To include the single quote in the character class, escape it with a \. The regex should be:

\.\s+[A-Z"\']

That's really all you need. You only need to tell a regex what to match, you don't need to specify what you don't want to match. Everything that doesn't fit the pattern won't match.

This regex will match any period followed by whitespace followed by a capital letter or a quote. Since a period immediately preceded by an number and immediately followed by a letter doesn't meet those criteria, it won't match.

This is assuming that the regex you had was working to split a period followed by whitespace followed by a capital, as you stated. Note, however, that this means that I am Sam. Sam I am. would split into I am Sam and am I am. Is that really what you want? If not, use zero-width assertions to exclude the parts you want to match but also keep.

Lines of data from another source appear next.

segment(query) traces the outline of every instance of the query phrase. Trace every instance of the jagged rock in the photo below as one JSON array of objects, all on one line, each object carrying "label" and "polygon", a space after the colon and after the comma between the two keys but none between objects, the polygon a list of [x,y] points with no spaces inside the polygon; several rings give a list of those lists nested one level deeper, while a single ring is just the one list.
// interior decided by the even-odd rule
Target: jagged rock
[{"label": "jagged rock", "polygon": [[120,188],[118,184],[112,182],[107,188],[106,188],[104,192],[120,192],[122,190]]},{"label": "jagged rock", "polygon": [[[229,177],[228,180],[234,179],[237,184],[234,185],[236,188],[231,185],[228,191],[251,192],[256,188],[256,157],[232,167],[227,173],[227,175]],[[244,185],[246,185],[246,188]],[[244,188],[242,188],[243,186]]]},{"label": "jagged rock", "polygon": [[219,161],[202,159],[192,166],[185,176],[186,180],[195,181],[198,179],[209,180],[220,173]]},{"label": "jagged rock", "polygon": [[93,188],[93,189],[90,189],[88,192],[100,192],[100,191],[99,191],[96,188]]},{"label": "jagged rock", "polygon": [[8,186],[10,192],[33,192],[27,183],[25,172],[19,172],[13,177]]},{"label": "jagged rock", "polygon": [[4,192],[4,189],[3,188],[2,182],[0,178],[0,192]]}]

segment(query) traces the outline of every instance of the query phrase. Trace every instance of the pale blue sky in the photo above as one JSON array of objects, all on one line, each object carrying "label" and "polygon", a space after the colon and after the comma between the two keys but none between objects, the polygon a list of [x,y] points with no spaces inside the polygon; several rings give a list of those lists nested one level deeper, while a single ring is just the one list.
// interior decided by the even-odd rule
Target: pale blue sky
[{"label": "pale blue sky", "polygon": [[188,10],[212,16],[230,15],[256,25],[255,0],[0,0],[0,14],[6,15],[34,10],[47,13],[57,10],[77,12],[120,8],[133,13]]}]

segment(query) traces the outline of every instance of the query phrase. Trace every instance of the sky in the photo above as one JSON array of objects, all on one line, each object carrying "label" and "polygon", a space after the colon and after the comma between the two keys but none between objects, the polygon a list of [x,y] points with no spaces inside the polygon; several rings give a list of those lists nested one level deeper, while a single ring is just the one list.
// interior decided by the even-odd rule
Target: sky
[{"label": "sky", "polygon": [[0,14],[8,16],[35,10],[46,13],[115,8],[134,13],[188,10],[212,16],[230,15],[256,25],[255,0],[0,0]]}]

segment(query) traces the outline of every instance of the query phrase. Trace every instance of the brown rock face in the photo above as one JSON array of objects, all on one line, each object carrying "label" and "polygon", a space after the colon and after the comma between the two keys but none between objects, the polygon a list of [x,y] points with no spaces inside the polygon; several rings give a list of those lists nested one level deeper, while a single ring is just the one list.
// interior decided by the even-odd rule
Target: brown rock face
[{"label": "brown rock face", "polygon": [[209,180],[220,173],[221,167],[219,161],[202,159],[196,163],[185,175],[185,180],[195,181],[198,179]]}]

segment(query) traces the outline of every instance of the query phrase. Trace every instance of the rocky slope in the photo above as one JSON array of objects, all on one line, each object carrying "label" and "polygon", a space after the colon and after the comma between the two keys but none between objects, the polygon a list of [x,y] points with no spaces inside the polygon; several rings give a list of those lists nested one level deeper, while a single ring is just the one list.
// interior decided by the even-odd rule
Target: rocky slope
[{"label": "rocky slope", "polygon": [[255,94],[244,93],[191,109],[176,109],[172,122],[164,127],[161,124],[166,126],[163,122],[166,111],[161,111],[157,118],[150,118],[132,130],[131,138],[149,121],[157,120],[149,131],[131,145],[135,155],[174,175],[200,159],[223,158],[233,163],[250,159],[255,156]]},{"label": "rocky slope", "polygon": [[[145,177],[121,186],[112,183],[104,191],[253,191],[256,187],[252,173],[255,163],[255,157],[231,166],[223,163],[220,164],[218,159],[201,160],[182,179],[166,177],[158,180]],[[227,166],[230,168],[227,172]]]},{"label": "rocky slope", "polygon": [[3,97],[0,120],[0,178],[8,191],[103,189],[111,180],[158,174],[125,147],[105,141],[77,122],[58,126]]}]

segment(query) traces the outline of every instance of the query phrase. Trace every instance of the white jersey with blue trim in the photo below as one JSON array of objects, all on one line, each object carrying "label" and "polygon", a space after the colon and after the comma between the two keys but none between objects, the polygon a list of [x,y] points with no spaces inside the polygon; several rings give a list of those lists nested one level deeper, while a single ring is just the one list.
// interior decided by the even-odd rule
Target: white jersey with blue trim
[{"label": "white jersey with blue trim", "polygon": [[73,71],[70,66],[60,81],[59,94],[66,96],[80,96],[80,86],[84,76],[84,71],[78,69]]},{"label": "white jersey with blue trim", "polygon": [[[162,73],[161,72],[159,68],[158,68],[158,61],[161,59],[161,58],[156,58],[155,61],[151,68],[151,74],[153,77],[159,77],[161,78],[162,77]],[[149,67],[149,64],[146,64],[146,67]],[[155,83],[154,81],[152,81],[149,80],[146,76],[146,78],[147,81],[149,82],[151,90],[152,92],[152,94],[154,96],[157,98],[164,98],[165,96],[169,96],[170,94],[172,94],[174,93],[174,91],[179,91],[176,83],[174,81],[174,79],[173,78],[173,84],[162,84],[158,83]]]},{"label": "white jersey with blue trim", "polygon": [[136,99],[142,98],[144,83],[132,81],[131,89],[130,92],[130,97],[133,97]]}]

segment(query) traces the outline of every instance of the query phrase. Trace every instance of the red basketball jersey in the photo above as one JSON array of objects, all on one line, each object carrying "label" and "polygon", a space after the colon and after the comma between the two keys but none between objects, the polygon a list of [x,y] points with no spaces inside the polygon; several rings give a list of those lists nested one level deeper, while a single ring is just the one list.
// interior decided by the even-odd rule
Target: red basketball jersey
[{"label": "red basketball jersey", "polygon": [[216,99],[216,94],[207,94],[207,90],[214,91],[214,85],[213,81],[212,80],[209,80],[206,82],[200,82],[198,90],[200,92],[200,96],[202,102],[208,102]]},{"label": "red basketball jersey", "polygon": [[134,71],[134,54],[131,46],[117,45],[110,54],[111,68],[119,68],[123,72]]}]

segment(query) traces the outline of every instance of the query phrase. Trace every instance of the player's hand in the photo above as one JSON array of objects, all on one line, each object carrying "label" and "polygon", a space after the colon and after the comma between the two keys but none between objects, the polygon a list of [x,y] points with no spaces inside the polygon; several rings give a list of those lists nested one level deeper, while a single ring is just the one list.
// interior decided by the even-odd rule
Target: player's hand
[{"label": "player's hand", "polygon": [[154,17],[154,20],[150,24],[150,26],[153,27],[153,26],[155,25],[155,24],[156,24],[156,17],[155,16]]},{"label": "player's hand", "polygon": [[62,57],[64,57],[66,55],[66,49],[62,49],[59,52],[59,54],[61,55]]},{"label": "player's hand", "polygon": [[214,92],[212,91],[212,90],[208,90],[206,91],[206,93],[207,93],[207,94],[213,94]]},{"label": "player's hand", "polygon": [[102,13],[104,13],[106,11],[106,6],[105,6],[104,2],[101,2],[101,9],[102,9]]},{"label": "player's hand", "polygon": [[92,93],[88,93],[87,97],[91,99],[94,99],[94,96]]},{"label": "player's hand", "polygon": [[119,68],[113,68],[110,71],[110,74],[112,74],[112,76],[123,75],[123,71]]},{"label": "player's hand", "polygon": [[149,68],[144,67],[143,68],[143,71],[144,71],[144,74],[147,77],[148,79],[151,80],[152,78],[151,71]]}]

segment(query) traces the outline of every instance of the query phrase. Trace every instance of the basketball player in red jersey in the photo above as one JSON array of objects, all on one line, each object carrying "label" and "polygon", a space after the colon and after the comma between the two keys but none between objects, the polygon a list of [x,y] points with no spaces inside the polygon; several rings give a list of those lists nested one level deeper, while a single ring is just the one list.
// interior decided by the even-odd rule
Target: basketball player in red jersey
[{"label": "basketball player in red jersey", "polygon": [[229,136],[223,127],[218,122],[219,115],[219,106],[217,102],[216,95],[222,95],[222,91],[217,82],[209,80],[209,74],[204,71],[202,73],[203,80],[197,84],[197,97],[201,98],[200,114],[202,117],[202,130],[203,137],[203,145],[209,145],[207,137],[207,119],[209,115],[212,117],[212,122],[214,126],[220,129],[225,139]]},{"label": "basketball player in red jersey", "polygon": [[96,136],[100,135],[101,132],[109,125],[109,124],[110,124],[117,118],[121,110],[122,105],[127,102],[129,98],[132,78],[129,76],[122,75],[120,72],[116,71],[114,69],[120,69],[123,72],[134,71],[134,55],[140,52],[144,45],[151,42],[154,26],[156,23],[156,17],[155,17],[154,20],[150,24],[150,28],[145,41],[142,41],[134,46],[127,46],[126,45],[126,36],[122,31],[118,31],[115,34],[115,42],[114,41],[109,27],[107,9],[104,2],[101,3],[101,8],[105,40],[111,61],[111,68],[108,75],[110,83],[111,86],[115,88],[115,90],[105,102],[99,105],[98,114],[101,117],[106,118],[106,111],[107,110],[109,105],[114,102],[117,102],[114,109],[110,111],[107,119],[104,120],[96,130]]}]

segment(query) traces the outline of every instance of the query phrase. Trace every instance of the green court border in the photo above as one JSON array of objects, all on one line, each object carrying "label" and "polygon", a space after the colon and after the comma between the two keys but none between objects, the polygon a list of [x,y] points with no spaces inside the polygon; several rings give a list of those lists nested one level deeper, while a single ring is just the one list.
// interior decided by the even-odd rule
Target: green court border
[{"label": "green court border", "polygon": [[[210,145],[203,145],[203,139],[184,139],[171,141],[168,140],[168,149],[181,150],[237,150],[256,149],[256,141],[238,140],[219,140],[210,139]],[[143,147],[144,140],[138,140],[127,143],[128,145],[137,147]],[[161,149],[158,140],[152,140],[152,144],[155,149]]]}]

Here are your options, in order of what I think it's most likely you want.

1) Keep the period and the first letter or opening quote of the next sentence; lose the whitespace:

(?<=\.)\s+(?=[A-Z"\'])

This will split the example above into I am Sam. and Sam I am.

2) Keep the first letter of the next sentence; lose the period and whitespace:

\.\s+(?=[A-Z"\'])

This will split into I am Sam and Sam I am. This presumes that there are more sentences afterward, otherwise the period will stay with the second sentence, because it's not followed by whitespace and a capital letter or quote. If this option is the one you want - the sentences without the periods, then you might want to also match a period followed by the end of the string, with optional intervening whitespace, so that the final period and any trailing whitespace will be dropped:

\.(?:\s+(?=[A-Z"\'])|\s*$)

Note the ?:. You need non-capturing parentheses, because if you have capture groups in a split, anything captured by the group is added as an element in the results (e.g. split('(+)', 'a+b+c' gives you an array of a + b + c rather than just a b c).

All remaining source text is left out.